Keuchel’s been somewhat inconsistent since he won the AL Cy Young in 2015 but he’s a lot better than many pitchers that are on Major League rosters today. Like Kimbrel, there are a number of teams who are interested in the left-hander.
There’s still a good chance both could return to their last teams (Astros – Keuchel Red Sox – Kimbrel) on short term deals.
Don’t get even, get Madbum
Teams reported that the San Francisco Giants were asking for too much in return for Madison Bumgarner when the Giants fielded inquiries on the pitcher during Spring Training. Reportedly, the Giants are now more willing to move “Madbum”, which means they’ve lowered their expectations for who they’ll get in return.
Bumgarner was an inning-eating beast, averaging better than 200 IP in a season from 2011 – 2016, but injuries limited him to 240.2 innings pitched over the last two seasons combined.
In nine starts to date, Bumgarner has pitched at least six innings in all but one start.
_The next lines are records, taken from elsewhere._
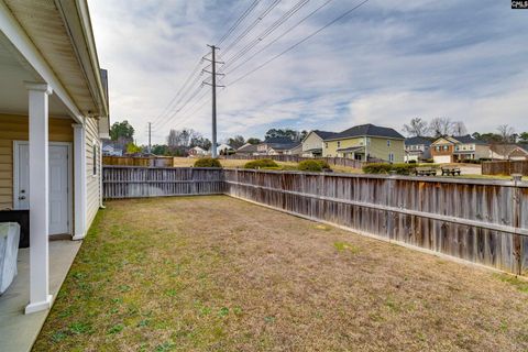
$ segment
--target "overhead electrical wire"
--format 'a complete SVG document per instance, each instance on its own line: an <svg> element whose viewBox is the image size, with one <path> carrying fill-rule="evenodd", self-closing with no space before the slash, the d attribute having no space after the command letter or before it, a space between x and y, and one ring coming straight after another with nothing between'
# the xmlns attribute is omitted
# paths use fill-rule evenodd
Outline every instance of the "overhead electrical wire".
<svg viewBox="0 0 528 352"><path fill-rule="evenodd" d="M199 68L200 68L200 65L201 65L202 62L204 62L202 59L199 59L199 61L198 61L198 63L197 63L196 66L193 68L193 70L190 72L189 76L188 76L187 79L184 81L184 84L182 85L182 87L178 89L178 91L176 92L176 95L170 99L170 101L169 101L168 105L163 109L163 111L153 120L153 122L158 121L165 113L167 113L167 112L170 110L172 105L173 105L174 101L179 97L179 95L184 91L184 89L186 88L186 86L188 85L188 82L190 81L190 79L193 78L193 76L195 76L197 72L200 72Z"/></svg>
<svg viewBox="0 0 528 352"><path fill-rule="evenodd" d="M266 15L272 12L273 9L277 7L277 4L280 2L280 0L274 0L257 18L254 20L242 33L237 36L237 38L231 42L224 50L223 54L229 53L234 45L237 45L240 41L242 41Z"/></svg>
<svg viewBox="0 0 528 352"><path fill-rule="evenodd" d="M330 2L332 2L333 0L327 0L326 2L323 2L322 4L320 4L318 8L316 8L314 11L311 11L310 13L308 13L306 16L304 16L302 19L300 19L300 21L298 21L297 23L295 23L294 25L289 26L285 32L283 32L283 34L278 35L276 38L274 38L273 41L271 41L270 43L267 43L265 46L263 46L262 48L260 48L257 52L255 52L254 54L252 54L251 56L249 56L246 59L244 59L242 63L240 63L239 65L237 65L234 68L230 69L229 72L227 72L227 75L230 75L232 74L233 72L235 72L237 69L239 69L240 67L244 66L245 64L248 64L250 61L252 61L253 58L255 58L258 54L261 54L262 52L264 52L266 48L268 48L270 46L272 46L273 44L275 44L276 42L278 42L280 38L283 38L284 36L286 36L288 33L290 33L293 30L295 30L296 28L298 28L300 24L302 24L302 22L305 22L306 20L308 20L309 18L311 18L314 14L316 14L317 12L319 12L322 8L324 8L327 4L329 4ZM228 66L228 65L226 65ZM222 69L226 68L226 66L222 67Z"/></svg>
<svg viewBox="0 0 528 352"><path fill-rule="evenodd" d="M300 0L292 9L286 11L278 20L276 20L272 25L265 29L261 34L257 35L255 40L250 42L244 48L232 55L226 61L226 64L222 66L222 70L226 70L227 67L233 65L237 61L242 58L248 52L255 47L258 43L265 40L270 34L278 30L284 23L286 23L294 14L296 14L300 9L302 9L310 0Z"/></svg>
<svg viewBox="0 0 528 352"><path fill-rule="evenodd" d="M261 0L253 1L250 7L239 16L239 19L233 23L233 25L228 30L228 32L220 38L218 45L221 45L228 37L233 33L237 28L245 20L245 18L256 8Z"/></svg>
<svg viewBox="0 0 528 352"><path fill-rule="evenodd" d="M272 62L274 62L275 59L279 58L280 56L285 55L286 53L293 51L294 48L296 48L297 46L299 46L300 44L305 43L306 41L310 40L311 37L316 36L317 34L319 34L320 32L322 32L323 30L326 30L327 28L329 28L330 25L339 22L340 20L342 20L343 18L348 16L350 13L352 13L353 11L358 10L359 8L361 8L363 4L367 3L370 0L363 0L362 2L360 2L359 4L354 6L353 8L351 8L350 10L345 11L344 13L342 13L341 15L337 16L336 19L333 19L332 21L330 21L329 23L324 24L323 26L321 26L320 29L318 29L317 31L312 32L311 34L305 36L302 40L300 40L299 42L295 43L294 45L289 46L288 48L286 48L285 51L280 52L279 54L273 56L272 58L265 61L263 64L256 66L255 68L253 68L252 70L245 73L244 75L240 76L239 78L237 78L235 80L231 81L229 84L229 86L233 86L235 85L237 82L241 81L242 79L246 78L248 76L254 74L255 72L262 69L263 67L267 66L268 64L271 64Z"/></svg>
He’s allowed three or less earned runs in six of those starts and has averaged 9.4 K / 9 IP. Bumgarner has also posted an excellent 7.25:1 strikeout-to-walk ratio.
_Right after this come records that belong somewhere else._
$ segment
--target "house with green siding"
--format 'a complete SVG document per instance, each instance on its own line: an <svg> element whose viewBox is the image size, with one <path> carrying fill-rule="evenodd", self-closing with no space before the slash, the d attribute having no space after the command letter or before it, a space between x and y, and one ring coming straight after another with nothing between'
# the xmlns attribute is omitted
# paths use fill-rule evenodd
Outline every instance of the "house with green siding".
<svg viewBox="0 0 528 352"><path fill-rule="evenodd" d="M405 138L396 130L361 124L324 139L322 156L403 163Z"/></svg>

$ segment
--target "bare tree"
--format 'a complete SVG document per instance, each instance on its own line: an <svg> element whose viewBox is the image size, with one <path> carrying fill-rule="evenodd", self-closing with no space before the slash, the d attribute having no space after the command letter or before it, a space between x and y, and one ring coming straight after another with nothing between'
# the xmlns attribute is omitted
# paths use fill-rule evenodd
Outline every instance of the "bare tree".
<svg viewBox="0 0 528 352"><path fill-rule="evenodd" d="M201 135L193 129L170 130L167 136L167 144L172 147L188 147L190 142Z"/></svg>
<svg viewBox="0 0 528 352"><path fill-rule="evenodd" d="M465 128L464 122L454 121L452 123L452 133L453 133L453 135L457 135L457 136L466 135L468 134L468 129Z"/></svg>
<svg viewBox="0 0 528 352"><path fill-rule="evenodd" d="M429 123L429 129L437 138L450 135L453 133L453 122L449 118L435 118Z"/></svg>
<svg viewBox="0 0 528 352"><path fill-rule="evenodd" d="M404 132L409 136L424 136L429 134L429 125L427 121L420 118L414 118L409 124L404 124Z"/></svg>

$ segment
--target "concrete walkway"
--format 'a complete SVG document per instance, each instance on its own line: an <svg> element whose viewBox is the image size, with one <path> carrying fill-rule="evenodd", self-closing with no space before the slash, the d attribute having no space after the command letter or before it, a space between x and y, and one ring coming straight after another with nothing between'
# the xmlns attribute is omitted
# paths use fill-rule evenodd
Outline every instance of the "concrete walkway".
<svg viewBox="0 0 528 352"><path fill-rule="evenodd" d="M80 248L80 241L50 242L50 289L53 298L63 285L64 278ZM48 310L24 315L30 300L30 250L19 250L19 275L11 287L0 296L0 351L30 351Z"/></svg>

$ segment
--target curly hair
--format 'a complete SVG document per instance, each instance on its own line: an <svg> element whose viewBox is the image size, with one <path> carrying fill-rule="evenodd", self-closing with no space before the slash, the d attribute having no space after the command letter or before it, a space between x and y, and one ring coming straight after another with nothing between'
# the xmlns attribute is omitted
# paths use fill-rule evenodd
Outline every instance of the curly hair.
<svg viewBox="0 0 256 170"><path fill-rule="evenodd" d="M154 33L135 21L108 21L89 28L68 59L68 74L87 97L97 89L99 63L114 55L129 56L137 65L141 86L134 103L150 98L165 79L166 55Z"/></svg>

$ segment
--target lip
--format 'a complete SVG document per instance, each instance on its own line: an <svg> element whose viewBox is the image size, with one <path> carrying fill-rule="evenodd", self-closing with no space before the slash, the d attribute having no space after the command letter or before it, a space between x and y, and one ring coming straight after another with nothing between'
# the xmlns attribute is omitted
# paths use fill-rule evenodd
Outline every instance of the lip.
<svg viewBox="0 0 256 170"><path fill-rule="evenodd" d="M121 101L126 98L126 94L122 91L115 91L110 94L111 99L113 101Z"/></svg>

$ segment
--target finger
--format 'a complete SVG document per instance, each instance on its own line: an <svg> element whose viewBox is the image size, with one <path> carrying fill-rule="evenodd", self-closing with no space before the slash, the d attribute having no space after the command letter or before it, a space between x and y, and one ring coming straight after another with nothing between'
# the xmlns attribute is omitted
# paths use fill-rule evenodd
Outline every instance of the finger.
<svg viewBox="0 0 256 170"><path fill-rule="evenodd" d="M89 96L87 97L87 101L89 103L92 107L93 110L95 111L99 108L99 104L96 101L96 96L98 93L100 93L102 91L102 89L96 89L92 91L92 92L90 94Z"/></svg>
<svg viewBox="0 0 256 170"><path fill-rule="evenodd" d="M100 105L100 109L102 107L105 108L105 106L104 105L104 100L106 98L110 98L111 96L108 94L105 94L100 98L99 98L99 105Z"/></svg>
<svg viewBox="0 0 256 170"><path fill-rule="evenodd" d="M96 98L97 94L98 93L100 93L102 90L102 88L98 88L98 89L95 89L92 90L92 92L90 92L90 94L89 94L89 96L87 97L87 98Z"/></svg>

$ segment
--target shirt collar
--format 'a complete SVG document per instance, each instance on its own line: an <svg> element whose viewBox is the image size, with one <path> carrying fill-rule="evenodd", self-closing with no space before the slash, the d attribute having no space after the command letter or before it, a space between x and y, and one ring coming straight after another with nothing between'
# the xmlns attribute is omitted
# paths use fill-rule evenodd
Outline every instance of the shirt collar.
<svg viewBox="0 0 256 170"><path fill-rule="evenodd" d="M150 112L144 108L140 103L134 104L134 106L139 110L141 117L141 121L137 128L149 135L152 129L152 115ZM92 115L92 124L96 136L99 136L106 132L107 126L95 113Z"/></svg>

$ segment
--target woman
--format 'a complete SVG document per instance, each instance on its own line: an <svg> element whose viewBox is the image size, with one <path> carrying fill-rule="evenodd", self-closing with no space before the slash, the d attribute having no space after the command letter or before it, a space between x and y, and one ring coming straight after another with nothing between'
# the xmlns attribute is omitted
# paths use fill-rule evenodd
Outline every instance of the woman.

The pending free agent has pitched to a 4.04 ERA but his Fielding Independent Pitching (FIP) is more than a half-point less.
Even if the Giants are more reasonable in trade talks, expect the Bay Area to receive high-quality prospects and Bumgarner to be wearing a different uniform on August 1st.
Who stays and who goes?
The Seattle Mariners got off to a surprising 13-2 start before losing 21 of their next 30. Expect 1B/DH Edwin Encarnacion to be on the move at the deadline. With a $20M option and a $5M buyout, you can expect Encarnacion to be a free agent next season.
The 15-year veteran is hitting just .219 but still has pop in his bat. He’s slugged 12 home runs and has driven in 28 runs in 41 games. In addition to his .479 slugging percentage (SLG), Encarnacion has drawn 27 walks and sports a .350 on-base percentage (OBP).
White Sox first baseman Jose Abreu is all set to hit the open market, but don’t be surprised if he resigns with Chicago, possibly before he hits free agency. The team reportedly wants the Cuban native to be part of their rebuilding process.
The 32-year old is off to a good start with 10 HR, 36 RBI, and a .518 SLG through 41 games.
Former Yankees prospect and current Colorado Rockies left-hander reliever Mike Dunn should find a new home in late July. Dunn has struggled against righties this season but has limited lefties to a .154 average.
In addition to Bumgarner, the Giants would be wise to also move closer Will Smith, who is having an outstanding season. Like Bumgarner, Smith is a pending free agent and adds value as a left-handed reliever.
Now, the only question is how long do we have to wait until Jon Heyman starts talking about mystery teams?